Comfort Food Favorite: Red Iguana

Comfort, it turns out, is not relative, at least with food. No matter the cuisine or the culture that any given dish springs from, it will contain one neurological common denominator, buried in the primal place in our brains: Nostalgia

In search of Salt Lake’s best comfort food, we asked six restaurateurs and chefs what comfort food means to them. In our final edition, we spoke to the minds behind Red Iguana about their nuanced comfort meals that stem from family legacy.

The People: Lucy Cardenas and Bill Coker

The Restaurant: Red Iguana and Red Iguana 2

Red Iguana Salt Lake City
Lucy Cardenas and Bill Coker. Photo by Adam Finkle

Lucy Cardenas grew up in her family’s restaurants, eating some of the same dishes she still serves today at Red Iguana and Red Iguana 2. “Comfort food always reminds me of something in your childhood. My father’s chile verde was the best,” she says. “My family has been serving my father’s chile verde since 1965 along with my mother’s rice.” Still, her take on the potential of comfort food is nuanced, “Comfort food isn’t any one thing. I think it’s very individual. Some people grow up having beans all of the time, and now they never want to eat beans. I could eat a plate of beans every day.” If you’ve had their beans, you probably would too.
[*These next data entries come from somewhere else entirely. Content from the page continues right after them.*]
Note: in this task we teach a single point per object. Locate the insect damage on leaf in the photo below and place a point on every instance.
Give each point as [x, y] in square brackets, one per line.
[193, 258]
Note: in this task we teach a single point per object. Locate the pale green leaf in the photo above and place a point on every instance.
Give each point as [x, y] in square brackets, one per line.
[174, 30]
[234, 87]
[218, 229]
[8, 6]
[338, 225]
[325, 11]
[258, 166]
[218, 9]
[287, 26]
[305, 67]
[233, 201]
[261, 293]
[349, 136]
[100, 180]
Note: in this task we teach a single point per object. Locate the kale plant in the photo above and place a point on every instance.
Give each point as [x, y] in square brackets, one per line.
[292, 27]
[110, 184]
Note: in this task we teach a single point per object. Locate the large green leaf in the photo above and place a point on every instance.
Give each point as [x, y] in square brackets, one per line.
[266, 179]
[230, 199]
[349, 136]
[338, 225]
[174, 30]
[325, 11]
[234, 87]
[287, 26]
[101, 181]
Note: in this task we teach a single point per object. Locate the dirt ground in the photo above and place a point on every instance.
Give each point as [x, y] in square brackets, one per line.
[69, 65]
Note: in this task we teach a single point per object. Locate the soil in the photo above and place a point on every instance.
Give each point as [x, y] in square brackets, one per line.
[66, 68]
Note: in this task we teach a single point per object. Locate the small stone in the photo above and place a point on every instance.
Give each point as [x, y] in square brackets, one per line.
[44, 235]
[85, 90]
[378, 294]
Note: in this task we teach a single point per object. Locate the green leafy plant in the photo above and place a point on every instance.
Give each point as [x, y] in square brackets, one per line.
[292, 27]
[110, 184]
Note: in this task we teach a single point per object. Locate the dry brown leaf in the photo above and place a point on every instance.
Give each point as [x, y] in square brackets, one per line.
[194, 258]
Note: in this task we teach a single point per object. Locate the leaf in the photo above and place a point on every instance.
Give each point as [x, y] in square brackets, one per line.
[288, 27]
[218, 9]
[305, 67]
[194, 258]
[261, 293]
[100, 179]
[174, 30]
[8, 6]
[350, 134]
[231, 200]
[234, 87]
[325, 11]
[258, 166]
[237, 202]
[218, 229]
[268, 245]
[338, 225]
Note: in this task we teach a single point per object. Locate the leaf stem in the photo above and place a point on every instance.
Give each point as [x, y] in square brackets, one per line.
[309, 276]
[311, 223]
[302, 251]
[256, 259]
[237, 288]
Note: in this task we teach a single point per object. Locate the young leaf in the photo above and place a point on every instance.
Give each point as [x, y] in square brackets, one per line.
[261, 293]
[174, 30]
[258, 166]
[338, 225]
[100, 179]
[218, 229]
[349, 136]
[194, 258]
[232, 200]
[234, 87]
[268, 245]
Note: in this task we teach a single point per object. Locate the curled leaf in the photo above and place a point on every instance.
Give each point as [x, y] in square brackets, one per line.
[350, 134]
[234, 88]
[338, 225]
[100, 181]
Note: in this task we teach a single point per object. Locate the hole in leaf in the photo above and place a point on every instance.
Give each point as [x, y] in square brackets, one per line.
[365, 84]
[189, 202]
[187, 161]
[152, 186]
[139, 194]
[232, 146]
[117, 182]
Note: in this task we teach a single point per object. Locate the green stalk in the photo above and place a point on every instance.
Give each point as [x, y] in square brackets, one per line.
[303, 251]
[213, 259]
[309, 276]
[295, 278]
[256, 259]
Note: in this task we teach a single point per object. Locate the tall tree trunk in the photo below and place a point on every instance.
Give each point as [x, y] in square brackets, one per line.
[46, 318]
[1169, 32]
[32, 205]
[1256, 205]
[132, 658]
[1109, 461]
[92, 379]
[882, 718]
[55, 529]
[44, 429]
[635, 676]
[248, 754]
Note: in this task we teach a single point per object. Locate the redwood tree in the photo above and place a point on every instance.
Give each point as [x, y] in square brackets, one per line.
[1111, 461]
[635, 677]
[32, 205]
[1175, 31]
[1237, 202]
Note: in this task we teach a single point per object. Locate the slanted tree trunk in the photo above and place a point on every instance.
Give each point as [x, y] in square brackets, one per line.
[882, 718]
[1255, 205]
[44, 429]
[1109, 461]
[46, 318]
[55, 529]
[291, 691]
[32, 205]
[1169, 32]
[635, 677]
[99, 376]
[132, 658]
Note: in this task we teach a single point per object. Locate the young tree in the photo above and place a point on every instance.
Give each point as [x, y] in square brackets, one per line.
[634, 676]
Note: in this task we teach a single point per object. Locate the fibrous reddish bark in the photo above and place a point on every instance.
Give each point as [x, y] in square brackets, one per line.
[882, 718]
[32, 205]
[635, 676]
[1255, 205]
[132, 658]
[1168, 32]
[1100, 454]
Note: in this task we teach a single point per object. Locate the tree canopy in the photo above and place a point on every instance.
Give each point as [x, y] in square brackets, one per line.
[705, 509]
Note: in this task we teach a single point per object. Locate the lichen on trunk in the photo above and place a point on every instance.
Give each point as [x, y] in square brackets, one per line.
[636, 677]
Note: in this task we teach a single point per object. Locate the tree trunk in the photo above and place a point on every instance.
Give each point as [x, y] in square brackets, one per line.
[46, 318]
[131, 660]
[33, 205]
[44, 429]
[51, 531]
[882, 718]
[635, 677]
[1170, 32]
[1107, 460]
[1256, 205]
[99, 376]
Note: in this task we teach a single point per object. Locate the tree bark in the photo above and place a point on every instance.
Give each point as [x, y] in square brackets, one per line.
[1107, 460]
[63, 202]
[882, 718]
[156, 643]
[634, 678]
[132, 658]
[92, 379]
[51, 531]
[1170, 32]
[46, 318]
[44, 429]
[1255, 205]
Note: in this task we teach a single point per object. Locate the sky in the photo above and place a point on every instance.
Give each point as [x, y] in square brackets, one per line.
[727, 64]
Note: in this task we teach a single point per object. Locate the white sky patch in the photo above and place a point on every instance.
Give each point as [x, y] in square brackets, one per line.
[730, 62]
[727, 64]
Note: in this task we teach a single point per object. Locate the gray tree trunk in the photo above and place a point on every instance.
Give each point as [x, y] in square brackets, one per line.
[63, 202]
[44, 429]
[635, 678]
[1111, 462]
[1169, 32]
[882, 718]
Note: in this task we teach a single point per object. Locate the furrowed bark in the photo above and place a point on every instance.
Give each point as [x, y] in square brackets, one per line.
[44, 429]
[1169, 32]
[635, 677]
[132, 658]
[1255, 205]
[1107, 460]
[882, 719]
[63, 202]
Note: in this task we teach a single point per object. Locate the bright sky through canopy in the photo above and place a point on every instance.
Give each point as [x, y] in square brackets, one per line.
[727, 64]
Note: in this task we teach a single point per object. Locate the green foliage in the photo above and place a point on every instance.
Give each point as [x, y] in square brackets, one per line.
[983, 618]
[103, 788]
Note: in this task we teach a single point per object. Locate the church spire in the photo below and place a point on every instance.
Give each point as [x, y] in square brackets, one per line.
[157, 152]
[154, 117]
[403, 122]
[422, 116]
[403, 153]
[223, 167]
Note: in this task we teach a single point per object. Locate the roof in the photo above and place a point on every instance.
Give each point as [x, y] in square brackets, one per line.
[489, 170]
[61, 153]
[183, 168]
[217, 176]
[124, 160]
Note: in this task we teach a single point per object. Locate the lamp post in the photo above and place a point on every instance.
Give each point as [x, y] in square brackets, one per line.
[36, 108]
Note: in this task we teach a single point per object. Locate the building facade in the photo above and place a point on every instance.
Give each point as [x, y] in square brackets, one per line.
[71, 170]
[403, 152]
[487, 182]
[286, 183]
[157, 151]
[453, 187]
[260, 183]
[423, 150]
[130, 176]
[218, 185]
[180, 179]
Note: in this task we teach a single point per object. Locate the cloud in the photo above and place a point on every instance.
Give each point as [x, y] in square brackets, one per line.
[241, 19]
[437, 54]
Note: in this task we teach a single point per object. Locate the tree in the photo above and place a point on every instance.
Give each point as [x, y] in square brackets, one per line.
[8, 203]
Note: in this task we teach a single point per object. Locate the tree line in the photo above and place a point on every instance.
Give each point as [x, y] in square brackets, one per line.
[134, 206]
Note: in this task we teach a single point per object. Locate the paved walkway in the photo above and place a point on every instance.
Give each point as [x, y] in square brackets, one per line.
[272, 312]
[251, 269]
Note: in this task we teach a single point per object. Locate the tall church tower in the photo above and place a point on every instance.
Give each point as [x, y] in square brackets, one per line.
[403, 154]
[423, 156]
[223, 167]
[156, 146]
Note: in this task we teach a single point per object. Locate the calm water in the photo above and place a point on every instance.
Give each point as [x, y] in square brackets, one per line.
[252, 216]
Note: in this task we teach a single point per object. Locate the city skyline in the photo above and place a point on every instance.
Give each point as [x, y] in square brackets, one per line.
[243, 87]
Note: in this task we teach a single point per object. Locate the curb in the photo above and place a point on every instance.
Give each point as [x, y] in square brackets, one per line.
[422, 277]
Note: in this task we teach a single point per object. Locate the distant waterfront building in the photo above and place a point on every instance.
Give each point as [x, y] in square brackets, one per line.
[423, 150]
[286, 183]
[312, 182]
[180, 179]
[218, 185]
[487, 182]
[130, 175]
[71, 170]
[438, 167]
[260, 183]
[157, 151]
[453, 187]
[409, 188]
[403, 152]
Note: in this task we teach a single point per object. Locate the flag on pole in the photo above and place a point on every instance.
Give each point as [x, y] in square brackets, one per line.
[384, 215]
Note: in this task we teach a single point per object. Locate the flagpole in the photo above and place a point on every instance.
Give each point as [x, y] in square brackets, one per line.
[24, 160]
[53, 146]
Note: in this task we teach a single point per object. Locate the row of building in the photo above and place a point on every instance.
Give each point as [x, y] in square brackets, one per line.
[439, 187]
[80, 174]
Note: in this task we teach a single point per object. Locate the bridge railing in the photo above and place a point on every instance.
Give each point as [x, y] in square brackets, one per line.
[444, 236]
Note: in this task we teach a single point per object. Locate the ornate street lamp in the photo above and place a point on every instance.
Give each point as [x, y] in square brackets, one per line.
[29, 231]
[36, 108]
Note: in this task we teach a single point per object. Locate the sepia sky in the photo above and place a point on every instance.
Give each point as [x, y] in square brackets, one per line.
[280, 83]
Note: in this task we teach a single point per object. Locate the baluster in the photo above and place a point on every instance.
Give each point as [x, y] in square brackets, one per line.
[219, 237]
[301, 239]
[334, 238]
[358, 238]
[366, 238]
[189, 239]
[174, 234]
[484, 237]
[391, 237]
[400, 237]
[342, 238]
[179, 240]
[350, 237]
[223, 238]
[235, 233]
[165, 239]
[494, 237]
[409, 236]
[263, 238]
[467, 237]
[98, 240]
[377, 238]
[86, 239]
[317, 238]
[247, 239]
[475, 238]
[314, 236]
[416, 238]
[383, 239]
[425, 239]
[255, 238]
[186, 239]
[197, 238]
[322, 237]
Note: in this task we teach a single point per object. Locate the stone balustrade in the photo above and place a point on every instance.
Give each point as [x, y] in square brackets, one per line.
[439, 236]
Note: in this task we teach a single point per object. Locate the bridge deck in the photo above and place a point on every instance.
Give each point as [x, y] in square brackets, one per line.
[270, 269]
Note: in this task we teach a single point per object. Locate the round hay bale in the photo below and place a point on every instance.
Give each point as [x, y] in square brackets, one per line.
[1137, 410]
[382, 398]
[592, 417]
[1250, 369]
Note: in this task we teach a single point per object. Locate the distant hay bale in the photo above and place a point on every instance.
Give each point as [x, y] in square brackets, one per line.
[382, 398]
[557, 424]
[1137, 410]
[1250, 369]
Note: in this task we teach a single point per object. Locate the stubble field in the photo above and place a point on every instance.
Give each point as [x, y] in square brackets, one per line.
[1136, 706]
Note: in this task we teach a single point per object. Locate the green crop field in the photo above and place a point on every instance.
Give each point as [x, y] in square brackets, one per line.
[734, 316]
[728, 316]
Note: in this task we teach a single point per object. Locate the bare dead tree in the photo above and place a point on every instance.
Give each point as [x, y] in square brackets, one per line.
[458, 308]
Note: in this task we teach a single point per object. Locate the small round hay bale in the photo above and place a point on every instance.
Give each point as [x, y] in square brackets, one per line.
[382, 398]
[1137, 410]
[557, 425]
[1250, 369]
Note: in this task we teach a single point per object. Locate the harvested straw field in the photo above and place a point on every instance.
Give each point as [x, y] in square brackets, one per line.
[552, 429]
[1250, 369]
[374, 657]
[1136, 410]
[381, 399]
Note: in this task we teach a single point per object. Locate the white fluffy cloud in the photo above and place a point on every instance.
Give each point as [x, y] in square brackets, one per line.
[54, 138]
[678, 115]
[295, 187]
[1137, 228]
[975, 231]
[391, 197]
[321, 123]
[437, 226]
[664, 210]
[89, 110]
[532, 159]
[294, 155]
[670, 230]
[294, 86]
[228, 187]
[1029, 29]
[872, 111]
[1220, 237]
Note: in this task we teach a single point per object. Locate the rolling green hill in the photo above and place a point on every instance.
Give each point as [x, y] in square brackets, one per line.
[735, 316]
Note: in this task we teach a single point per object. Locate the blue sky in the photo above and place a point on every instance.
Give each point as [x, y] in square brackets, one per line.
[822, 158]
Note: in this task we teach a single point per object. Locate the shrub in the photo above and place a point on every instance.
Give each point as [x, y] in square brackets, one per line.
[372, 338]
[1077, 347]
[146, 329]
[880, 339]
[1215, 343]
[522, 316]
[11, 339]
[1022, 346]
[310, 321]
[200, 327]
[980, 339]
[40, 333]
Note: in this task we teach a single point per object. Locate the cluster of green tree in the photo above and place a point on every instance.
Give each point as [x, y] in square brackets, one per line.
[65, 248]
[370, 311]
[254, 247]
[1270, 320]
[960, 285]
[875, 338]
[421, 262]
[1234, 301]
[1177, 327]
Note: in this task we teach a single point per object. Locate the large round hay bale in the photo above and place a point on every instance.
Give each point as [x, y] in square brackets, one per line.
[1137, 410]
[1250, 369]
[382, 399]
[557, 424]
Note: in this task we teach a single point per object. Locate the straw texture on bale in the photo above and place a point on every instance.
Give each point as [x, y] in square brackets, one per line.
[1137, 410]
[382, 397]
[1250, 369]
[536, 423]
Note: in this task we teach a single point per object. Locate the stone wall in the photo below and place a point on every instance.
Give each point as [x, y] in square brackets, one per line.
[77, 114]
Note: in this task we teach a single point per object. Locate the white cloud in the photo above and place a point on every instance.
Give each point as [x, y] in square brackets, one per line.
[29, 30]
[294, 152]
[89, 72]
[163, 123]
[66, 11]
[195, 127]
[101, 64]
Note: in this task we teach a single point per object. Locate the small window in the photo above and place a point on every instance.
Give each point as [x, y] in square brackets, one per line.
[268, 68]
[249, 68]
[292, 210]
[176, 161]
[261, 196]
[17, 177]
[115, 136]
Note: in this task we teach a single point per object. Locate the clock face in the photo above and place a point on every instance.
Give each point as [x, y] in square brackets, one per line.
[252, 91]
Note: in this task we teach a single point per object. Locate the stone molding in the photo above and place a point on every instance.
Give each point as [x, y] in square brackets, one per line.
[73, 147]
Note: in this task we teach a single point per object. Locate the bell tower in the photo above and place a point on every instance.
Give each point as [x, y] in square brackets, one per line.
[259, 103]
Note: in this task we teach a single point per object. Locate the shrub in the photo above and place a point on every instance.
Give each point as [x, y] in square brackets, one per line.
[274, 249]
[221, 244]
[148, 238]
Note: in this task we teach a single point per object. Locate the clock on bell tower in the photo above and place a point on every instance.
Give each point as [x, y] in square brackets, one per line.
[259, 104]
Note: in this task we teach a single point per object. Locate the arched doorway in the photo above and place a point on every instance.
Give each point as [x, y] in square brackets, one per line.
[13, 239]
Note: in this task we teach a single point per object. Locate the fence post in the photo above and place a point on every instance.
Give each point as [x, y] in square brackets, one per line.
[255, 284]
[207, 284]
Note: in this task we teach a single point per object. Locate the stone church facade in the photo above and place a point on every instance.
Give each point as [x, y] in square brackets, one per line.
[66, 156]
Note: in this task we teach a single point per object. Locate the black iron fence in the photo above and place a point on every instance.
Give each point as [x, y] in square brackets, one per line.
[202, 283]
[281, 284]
When it came to putting together the perfect comfort meal, Cardenas and her partner Bill Coker were hard-pressed not to name their entire menu. “We have as many as nine moles,” says Coker. Mole is a thick, spicy sauce that can stand on its own or top enchiladas and other dishes, typically made from fruits, nuts and chili peppers. “We also make pozole a few times a week.” Pozole is a warm bowl of fragrant goodness—a stew made from pork, hominy and chili peppers. Coker also finds comfort in their hongos al ajillo, “It’s mushrooms sauteed in garlic and butter and a good-looking side dish.” And for dessert? “Sopapillas…or our flan,” he says.

Cardenas’ comfort food focus is more dialed in. “Huevos,” she says. “Anything with an egg.” Her description of their Sunrise Burrito is enough to put most people in a pleasant food coma: pork chile verde burritos that are also smothered in chile verde and melted jack cheese and topped with two eggs. Of course, it comes back to that chile verde, the recipe perfected by her father. “The chile verde is one of our most popular dishes. We have chef friends who have tried to emulate it and haven’t been successful.”

The chile verde, a family legacy,  has been on the menu since Cardenas’ parents Ramon and Maria opened their first restaurant in the Salt Lake Valley, Casa Grande, and the tradition continued when Red Iguana opened in 1985 with the motto “killer Mexican food.” Red Iguana 2 is the sequel to Red Iguana, just a few blocks away from its predecessor with the exact same menu. Cardenas and Coker, ignoring conventional wisdom, opened up the second location to help meet the staggering demand for the first, where people line up down the street to get a table. The second location offers diners a just-as-good-if-not-better alternative, when the wait at Red Iguana gets long, to get a comfortable seat rather than queuing up outside. Now, more than ten years later, the gamble seems to have paid off, and the Cardenas’ legacy killer comfort food lives on. “We’re excited to still be going after 37 years,” she says. “We’re just happy to be here.”  

If You Go…

Red Iguana 2

Sunday–Thursday open 11 a.m.-9 p.m.

Friday–Saturday open 11 a.m.-10 p.m.